आईएसएसएन: 2381-8719
Enyew BD, Van Lanen HAJ and Van Loon AF
Droughts are common natural phenomenon in Ethiopia which has been affecting food insecurity and imposing other complex problems. Severe droughts happened once every 10 years in the north and north east Ethiopia, now becoming more frequent and covering areas that never experience drought before, in the southern parts of the country. According to IPCC droughts will become more intense, frequent and severe in the future due to the impact of climate change. This thesis presents the assessment of projected impact of climate change on hydrological drought in the Lake Tana basin in Ethiopia, which is the headwater for the Blue Nile River.
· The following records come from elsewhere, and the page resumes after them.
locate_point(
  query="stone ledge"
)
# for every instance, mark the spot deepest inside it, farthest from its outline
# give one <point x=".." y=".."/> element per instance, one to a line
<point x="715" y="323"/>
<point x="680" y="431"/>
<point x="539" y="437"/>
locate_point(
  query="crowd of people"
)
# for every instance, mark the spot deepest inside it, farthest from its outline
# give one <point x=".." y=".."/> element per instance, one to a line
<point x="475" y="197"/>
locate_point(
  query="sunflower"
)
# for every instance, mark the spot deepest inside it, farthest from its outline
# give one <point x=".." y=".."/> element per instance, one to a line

The rainfall-runoff HBV model was calibrated and validated against historical data to obtain a reference situation to the possible impact of climate change on hydrological drought in four sub-basins and the Lake Tana basin. Datasets obtained from the EU- ATCH project for three General Circulation Models (CNCM3, IPSL and ECHAM) were used as an input to the HBV model, which was recalibrated for the same historic period to obtain an assessment to what local downscaled, bias-corrected GCM can be used as a forcing data for hydrological drought assessment. Next the GCM outputs with the recalibrated HBV model were used to simulate future streamflow for two future time windows (2021-2050 and 2071-2100) and for one future emission scenario A2. The variable threshold level method combined with a 10-day moving average streamflow was used to detect hydrological drought characteristics.